It’s official — Craig Kingsbury will be Twin Falls’ next police chief.
The City Council approved his appointment by a 6-0 vote Monday evening.
Kingsbury is the Nampa police chief, having spent 24 years in the department and risen through the ranks, City Manager Travis Rothweiler said as he presented Kingsbury’s appointment to the Council.
The Council includes two former Twin Falls police officers — Mayor Don Hall and Councilman Jim Munn, who was the chief before Brian Pike.
“That’s our home, and we want it to be in the right hands, and we have full confidence in your ability to lead this organization,” Hall said.
City officials announced a month ago that Kingsbury was the finalist for the job, and he is resigning from the Nampa department effective Dec. 17.
The police chief job in Twin Falls opened up when Pike was promoted to deputy city manager for public safety almost a year ago as part of a reorganization of the city’s administrative structure. Capt. Bryan Krear was then bumped up to interim chief. Krear plans to retire at the end of this year after a quarter-century with the department, Pike said, and Kingsbury will take the reins at the beginning of January at a $115,000 yearly salary.

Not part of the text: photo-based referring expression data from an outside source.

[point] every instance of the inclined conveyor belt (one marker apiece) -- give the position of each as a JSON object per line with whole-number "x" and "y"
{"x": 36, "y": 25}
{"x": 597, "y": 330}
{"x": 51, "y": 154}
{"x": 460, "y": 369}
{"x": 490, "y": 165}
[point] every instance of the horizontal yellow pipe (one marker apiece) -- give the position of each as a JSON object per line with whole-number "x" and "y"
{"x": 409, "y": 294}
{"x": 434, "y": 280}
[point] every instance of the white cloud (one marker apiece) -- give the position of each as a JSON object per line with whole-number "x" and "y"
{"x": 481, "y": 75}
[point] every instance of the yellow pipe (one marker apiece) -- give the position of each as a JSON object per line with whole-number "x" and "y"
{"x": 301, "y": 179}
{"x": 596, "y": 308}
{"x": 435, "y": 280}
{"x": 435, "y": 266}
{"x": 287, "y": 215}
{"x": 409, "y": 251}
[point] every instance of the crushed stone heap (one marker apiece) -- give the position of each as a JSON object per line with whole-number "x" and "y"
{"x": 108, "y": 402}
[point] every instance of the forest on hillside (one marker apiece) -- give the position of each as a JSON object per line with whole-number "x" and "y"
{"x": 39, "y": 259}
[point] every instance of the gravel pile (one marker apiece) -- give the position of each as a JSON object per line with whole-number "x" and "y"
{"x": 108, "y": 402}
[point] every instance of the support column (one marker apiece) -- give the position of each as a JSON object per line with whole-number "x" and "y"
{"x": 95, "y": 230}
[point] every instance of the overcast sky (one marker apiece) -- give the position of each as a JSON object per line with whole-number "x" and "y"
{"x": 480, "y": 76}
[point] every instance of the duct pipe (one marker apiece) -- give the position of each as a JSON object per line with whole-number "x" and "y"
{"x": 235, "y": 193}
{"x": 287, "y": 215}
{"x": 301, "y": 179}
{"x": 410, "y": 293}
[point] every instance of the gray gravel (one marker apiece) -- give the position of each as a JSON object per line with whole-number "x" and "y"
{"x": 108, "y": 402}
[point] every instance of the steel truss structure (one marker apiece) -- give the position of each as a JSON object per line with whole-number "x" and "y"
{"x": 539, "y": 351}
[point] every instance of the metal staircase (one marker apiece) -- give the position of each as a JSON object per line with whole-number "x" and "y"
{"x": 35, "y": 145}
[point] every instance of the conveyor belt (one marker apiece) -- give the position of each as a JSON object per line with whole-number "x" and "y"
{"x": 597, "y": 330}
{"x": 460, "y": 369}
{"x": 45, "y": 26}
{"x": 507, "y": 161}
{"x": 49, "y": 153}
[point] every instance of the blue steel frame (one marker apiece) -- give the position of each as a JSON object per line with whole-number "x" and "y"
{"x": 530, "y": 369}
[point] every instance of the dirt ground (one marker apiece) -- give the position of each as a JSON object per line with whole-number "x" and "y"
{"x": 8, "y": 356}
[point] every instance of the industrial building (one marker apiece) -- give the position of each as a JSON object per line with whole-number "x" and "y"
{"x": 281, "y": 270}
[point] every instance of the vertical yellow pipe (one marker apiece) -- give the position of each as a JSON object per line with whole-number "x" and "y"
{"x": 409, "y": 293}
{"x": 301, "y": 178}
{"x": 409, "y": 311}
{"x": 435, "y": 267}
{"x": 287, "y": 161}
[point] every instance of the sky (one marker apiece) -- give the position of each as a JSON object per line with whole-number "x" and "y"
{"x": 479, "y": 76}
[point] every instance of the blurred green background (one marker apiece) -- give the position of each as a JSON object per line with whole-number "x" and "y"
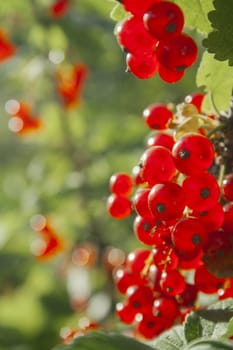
{"x": 62, "y": 171}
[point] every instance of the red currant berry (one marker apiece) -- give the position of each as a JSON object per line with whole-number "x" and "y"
{"x": 132, "y": 35}
{"x": 172, "y": 283}
{"x": 143, "y": 67}
{"x": 167, "y": 200}
{"x": 121, "y": 184}
{"x": 189, "y": 234}
{"x": 169, "y": 75}
{"x": 137, "y": 260}
{"x": 140, "y": 202}
{"x": 157, "y": 165}
{"x": 119, "y": 207}
{"x": 178, "y": 53}
{"x": 193, "y": 153}
{"x": 195, "y": 99}
{"x": 228, "y": 187}
{"x": 148, "y": 325}
{"x": 161, "y": 139}
{"x": 164, "y": 20}
{"x": 157, "y": 116}
{"x": 202, "y": 191}
{"x": 228, "y": 217}
{"x": 165, "y": 258}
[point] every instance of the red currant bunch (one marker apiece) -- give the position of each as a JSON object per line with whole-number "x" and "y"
{"x": 153, "y": 39}
{"x": 183, "y": 217}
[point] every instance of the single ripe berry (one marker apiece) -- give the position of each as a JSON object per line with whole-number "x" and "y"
{"x": 157, "y": 116}
{"x": 157, "y": 165}
{"x": 133, "y": 37}
{"x": 195, "y": 99}
{"x": 167, "y": 200}
{"x": 164, "y": 20}
{"x": 121, "y": 184}
{"x": 140, "y": 202}
{"x": 161, "y": 139}
{"x": 178, "y": 53}
{"x": 119, "y": 207}
{"x": 202, "y": 191}
{"x": 193, "y": 153}
{"x": 188, "y": 235}
{"x": 211, "y": 218}
{"x": 143, "y": 67}
{"x": 137, "y": 7}
{"x": 169, "y": 75}
{"x": 228, "y": 187}
{"x": 172, "y": 283}
{"x": 165, "y": 258}
{"x": 228, "y": 217}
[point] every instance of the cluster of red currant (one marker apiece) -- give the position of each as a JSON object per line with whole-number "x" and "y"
{"x": 183, "y": 213}
{"x": 153, "y": 40}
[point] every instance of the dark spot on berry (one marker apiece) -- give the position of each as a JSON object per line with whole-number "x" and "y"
{"x": 150, "y": 324}
{"x": 196, "y": 239}
{"x": 160, "y": 207}
{"x": 205, "y": 193}
{"x": 136, "y": 304}
{"x": 184, "y": 154}
{"x": 203, "y": 213}
{"x": 171, "y": 27}
{"x": 146, "y": 226}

Rothweiler drew parallels between developments in Nampa while Kingsbury was there as deputy chief with upcoming developments in Twin Falls. One was the construction of a new public safety building in Nampa, which opened in 2012. Twin Falls is in the midst of planning a new public safety complex which will include the renovation of the current police department and extra space for the police in what is currently the City Hall.
Rothweiler also brought up the Nampa department’s adoption of body cameras several years ago. Twin Falls got a federal grant to equip its officers with body cameras earlier this year, and the current plan is to start using them next year after developing a policy for their use.
Kingsbury’s qualifications are “exactly what a growing metropolis, a mini-metropolis like Twin Falls needs,” Councilman Chris Talkington said.
After the vote, Kingsbury told the Times-News he sees parallels between the challenges he faced in Nampa and ones he will face in Twin Falls.
“Twin Falls is experiencing that growth right now that we were experiencing in Nampa several years ago,” he said.
Body camera use policies have been a topic of debate as more departments have adopted them, and the issue came into the news again after Adams County sheriff’s deputies shot and killed rancher Jack Yantis on Nov. 1. That department has not yet said whether the deputies’ body cameras were on or recorded the shooting.
Officers in Nampa are required to have their body cameras on whenever they have a reasonable expectation that they could take an enforcement action, and Kingsbury would seek to implement a similar policy in Twin Falls, he said.
“Generally speaking, they leave them on,” he said.
Body cameras have proven useful in Nampa, he said, both in recording evidence that has been used in court and in providing a record of what happened when a complaint is filed against police.
“It’s been a real positive,” he said.